Jung mostra a convincente explicação de que, não apenas as antipatias pessoais, mas também todas as crueldades e perseguições do nosso tempo são as ações das projeções individuais e coletivas, de um indivíduo ou de um povo ou nação.

Fausto

Fausto é o protagonista de uma popular lenda alemã de um pacto com o demônio, baseada no médico, mágico e alquimista alemão Dr. Johannes Georg Faust (1480-1540).

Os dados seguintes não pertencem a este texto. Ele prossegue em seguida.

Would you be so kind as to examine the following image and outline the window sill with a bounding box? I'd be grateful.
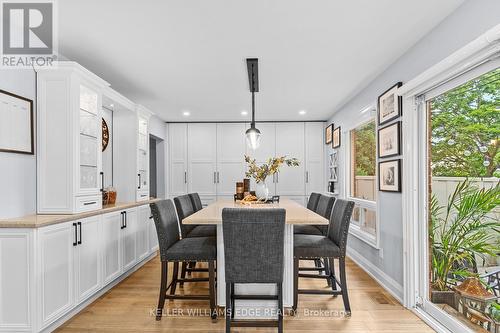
[349,223,380,250]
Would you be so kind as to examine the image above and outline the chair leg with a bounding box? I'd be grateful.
[208,261,217,321]
[231,283,236,319]
[156,261,168,320]
[170,261,179,295]
[328,258,337,290]
[292,258,299,315]
[226,282,233,333]
[278,283,283,333]
[179,261,187,287]
[339,257,351,316]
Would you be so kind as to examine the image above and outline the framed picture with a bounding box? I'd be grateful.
[332,126,340,148]
[378,121,401,158]
[378,82,403,125]
[0,90,35,155]
[325,124,333,145]
[378,159,401,192]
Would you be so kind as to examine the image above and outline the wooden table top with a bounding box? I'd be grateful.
[182,198,328,225]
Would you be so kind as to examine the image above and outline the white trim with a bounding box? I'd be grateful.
[347,246,403,304]
[398,24,500,332]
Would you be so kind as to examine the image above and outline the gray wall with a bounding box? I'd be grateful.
[327,0,500,298]
[0,69,36,219]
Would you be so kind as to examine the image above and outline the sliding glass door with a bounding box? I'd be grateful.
[418,68,500,332]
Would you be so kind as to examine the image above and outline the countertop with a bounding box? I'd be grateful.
[0,198,161,228]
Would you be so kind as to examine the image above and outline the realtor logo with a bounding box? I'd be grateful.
[2,0,55,68]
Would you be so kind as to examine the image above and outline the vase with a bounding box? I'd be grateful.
[255,181,269,200]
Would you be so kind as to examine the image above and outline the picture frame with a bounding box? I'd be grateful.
[377,82,403,125]
[325,123,333,145]
[377,121,401,158]
[0,90,35,155]
[378,159,402,192]
[332,126,341,148]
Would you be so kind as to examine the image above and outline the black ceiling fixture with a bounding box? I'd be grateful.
[245,58,261,150]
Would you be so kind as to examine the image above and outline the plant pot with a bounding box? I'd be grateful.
[255,181,269,200]
[431,290,458,310]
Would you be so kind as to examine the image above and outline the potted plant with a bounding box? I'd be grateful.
[245,155,300,200]
[430,180,500,308]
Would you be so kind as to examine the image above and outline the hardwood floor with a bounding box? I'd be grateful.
[56,257,433,333]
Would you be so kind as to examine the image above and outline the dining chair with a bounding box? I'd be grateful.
[174,193,217,287]
[150,200,217,320]
[293,199,354,316]
[222,208,286,332]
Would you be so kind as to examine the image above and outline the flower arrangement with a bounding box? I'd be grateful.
[245,155,300,183]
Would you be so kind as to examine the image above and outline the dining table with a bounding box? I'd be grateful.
[182,198,328,319]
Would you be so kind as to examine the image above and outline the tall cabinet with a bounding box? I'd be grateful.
[37,62,109,214]
[168,122,326,204]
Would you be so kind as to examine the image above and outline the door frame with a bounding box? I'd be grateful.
[398,24,500,332]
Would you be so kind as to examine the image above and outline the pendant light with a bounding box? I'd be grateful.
[245,58,261,150]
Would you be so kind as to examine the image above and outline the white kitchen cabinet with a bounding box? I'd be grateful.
[37,62,109,214]
[102,212,123,285]
[121,208,137,272]
[136,205,151,261]
[274,122,305,196]
[74,215,102,304]
[216,123,246,197]
[168,123,188,197]
[305,122,326,196]
[37,222,77,327]
[187,123,217,196]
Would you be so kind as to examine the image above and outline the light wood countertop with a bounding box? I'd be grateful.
[0,199,161,228]
[182,198,328,225]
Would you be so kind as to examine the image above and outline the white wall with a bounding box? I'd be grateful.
[326,0,500,298]
[0,69,36,219]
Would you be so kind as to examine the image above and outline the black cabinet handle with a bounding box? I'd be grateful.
[73,223,78,246]
[100,171,104,192]
[77,222,82,244]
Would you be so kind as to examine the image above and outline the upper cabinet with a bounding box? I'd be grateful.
[37,62,108,213]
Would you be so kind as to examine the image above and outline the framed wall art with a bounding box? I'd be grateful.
[378,121,401,158]
[377,82,403,125]
[378,159,401,192]
[325,124,333,145]
[0,90,35,155]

Fausto, ainda que tenha origens históricas numa personalidade real, que vive na Alemanha do final da Idade Média e recebeu o status de personagem literário durante a Renascença, no período em que a Idade Moderna desponta no horizonte da história, ganhou grande expressão sobretudo com o Romantismo, ingressando na literatura moderna como a representação por excelência do homem em sua busca por decifrar os sentidos do mundo. Mais do que isso, Fausto dá corpo à pulsão, tão característica do homem moderno, de tomar posse do mundo e da natureza, arrebatando o status de criador das mãos de uma divindade onipotente e tornando-se ele próprio senhor absoluto do universo em que vive, mesmo que isso implique renunciar à idéia de imortalidade, à qual se liga o conceito de alma.

Considerado símbolo cultural da modernidade, Fausto relata a tragédia do Dr. Fausto, homem das ciências que, desiludido com o conhecimento de seu tempo, faz um pacto com o demônio Mefistófeles que o enche com a energia satânica insufladora da paixão pela técnica e pelo progresso.

No afã de superar os conhecimentos de sua época, Fausto evoca espíritos e, por fim, Mefistófeles, o demônio, palavra que significa, etimologicamente, inimigo da luz.  Com ele negocia, em pacto de sangue, viver por vinte e quatro anos sem envelhecer, e depois é levado ao inferno.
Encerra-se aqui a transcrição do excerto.